If meditation on what God reveals in his Word is missing in your life, you can remain stuck with feeling like God is outside your range of experience, outside what you think about most of the time, instead of being God-conscious and having God on your mind a lot and seeing life in the light of God. Meditation can help you to know God more intimately. Lack of meditation can weaken your internal faculty of spiritual seeing. The physical organs of the body atrophy if they're not used. If you closed your eyes for a month and then tried to open them, they would not work very well. If you have your arm in a cast for three months, it is very wimpy when you take off the cast because it hasn't been used. So it is with our inner faculty, our inner heart for God. If it's not used in meditation and dwelling on God and conversation with him, it gets very weak. So we must pray to God for a heart for him and then dwell on the things of God with our hearts.

Knowing in relationship

"God is faithful, by whom you were called into the fellowship of his Son, Jesus Christ our Lord" (1 Corinthians 1:9). When we're reading through the Bible, we can read over sentences like that--and yet those sentences are everything. God has called us into the fellowship of his Son! He has called us into communion with his Son. He's called us into connection with his Son, into relationship with him, into an interactive, conversational walk with Jesus. God called us into that. "Our fellowship is with the Father and with his Son Jesus Christ" (1 John 1:3).  We don't just have a theoretical belief that God exists somewhere out there and created stuff, or even that Jesus lived long ago and did stuff that we believe really happened. Our fellowship is with the Father and with his Son, Jesus Christ. A living, relational fellowship that is, not just was. That's here, not just there

The apostle Peter writes, "Grace and peace be yours in abundance through the knowledge of God and of Jesus our Lord. His divine power has given us everything we need for life and godliness through our knowledge of him who called us by his own glory and goodness. Through these he has given us his very great and precious promises, so that through them you may participate in the divine nature and escape the corruption in the world caused by evil desires" (2 Peter 1:2-4). God gives interactive knowledge of his reality and experience of him. So what are we going to brag about? What are we going to glory in? Not our wisdom, our might, our wealth. What are we going to worry about? Not the lack of those things. What we glory in is this: that we understand and know God, that we know his loving-kindness, his justice or fairness, his righteousness, his goodness, that we know him and what he's like, and that more and more we are becoming like him and reflecting his image.

Prayer

Father, help each of us now to take to heart these words. If any lack a heart for you, please grant that new covenant blessing of a living heart. Lord, remove the heart of stone. Give out of your generosity and mercy, and for the sake of Jesus give the heart of flesh, the living heart that beats and longs for you, that has a faculty for knowing you. 

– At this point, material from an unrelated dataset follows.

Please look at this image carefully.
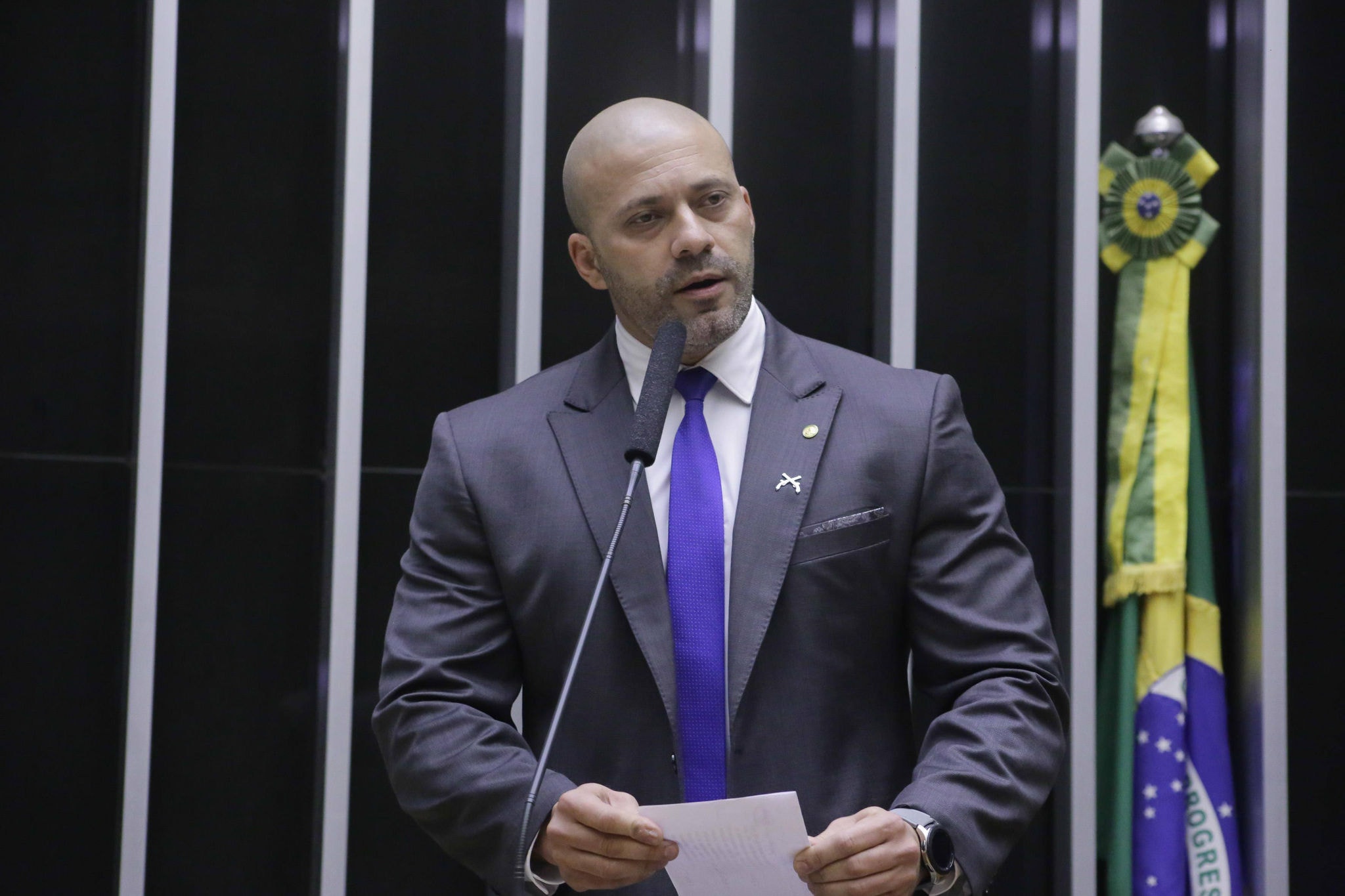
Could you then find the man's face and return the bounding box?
[570,126,756,363]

Lord, we pray for those of us who do have that new heart but who so often find ourselves wandering in fog and having our spiritual perception clouded over. Help us to seek your face more and more, and not just to know you theoretically or on the basis of evidence or what we're told. We do thank you for those who have told us great truths. We do thank you for the many evidences you have provided. But we pray that above all, we may know you in personal encounter, that our fellowship may be with the Father and with our Lord Jesus Christ. We pray in his name. Amen.